Halloum is a delicious cheese originally from Cyprus. It used to be available only in Cyprus, Greece, and the Eastern Mediterranean area, such as Lebanon, Syria but now it is available world wide. It is a cheese made of sheep's and goat's milk. Now sometimes they include some cow's milk. But the authentic Halloum is made from goat and sheep's milk. The beauty of this cheese is that it has a high melting point and can be used to fry or grill....
|The Space In The Middle Is Where The Mint Used To Be Put|
Photo Courtesy Of Wikipedia On Google
|This One Was Bought In Athens A Few Days Ago.|
The reason I called it the squeaky cheese is because it sort of squeaks while chewing it when it is right out of its package. It is rather salty but can be washed or soaked in fresh water to reduce the salinity.
I would like to share with you today an extremely quick recipe for grilled Halloum on toasted tortilla. You could call this a meze with a touch of Espanish (the tortilla).
Note: it tastes better with a tortilla than with pita bread.
You will need :
- Serves 4 as a meze or tapa.
- 1 pack of Haloum weighing 220 gr cut in slices using the mandolin.
- Stove-top grill or a pan. The stove-top grill is preferable because you can make the grill lines .
- Some fresh or dried mint leaves.
- Tortillas cut as per picture then cut right across the diameter.
- Heat the stove-top grill to medium heat.
- Place the Haloum slices on the stove-top grill.
- Once you have placed all the slices, start checking on the first, second etc. If the grid lines have been made then overturn till you have overturned the whole bunch.

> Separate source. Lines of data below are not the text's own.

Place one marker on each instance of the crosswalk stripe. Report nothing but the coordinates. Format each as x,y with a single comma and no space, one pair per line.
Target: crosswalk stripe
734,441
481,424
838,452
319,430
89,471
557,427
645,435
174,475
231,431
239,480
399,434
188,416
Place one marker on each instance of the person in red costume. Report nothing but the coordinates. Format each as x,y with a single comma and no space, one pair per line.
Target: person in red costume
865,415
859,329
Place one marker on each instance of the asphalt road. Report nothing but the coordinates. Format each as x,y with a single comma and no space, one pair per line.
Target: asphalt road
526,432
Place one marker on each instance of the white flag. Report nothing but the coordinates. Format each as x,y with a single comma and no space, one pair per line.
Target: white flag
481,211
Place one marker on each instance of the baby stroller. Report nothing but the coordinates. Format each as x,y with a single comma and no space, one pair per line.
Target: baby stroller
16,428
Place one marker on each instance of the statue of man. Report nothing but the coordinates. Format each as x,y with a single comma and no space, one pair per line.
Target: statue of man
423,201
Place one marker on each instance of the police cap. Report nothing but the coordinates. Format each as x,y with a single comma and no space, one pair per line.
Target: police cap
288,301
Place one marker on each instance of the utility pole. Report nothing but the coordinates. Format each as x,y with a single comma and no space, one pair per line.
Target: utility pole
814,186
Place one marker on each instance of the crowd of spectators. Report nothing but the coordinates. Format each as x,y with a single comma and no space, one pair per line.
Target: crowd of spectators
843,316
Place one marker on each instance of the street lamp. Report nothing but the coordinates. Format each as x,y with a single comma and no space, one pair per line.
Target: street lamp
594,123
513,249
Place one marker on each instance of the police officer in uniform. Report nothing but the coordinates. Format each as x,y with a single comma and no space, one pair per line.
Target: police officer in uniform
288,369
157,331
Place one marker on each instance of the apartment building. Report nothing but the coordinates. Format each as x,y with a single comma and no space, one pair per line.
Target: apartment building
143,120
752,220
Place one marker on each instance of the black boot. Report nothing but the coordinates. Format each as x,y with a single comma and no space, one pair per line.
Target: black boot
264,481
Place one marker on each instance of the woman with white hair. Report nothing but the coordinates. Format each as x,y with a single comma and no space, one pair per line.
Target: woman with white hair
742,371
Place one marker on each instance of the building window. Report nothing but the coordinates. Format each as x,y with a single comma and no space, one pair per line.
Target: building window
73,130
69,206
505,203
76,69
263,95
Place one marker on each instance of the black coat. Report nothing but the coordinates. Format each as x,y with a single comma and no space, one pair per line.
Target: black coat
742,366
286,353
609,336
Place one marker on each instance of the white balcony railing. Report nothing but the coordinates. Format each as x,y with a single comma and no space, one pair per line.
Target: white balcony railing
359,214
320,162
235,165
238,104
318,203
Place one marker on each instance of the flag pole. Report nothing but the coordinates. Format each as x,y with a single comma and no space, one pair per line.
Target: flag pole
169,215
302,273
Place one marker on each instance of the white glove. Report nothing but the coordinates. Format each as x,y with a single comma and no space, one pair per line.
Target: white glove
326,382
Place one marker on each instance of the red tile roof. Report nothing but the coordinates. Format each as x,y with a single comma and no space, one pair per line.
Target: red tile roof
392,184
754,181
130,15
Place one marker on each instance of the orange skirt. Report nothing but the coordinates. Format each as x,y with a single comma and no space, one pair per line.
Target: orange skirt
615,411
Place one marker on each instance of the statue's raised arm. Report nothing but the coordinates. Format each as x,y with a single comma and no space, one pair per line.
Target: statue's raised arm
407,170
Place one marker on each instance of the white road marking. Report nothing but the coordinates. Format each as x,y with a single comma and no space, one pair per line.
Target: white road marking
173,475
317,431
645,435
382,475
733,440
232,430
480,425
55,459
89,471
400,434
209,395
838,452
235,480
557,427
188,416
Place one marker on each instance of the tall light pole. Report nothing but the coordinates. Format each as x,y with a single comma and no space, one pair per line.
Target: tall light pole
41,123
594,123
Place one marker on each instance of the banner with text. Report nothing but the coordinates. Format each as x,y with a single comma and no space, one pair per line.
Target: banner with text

- Pile everything on one side of the grill to keep warm, then start grilling the turtilla pieces (one or two minutes).
- Once those are grilled as well, take a piece of tortilla, place a piece of mint which you have heated as well, then add a slice of the Halloum.
- Continue until you have used up all the Halloum.
Serve while it is hot, soft and melty.
Enjoy this excellent Greek / Cypriot meze.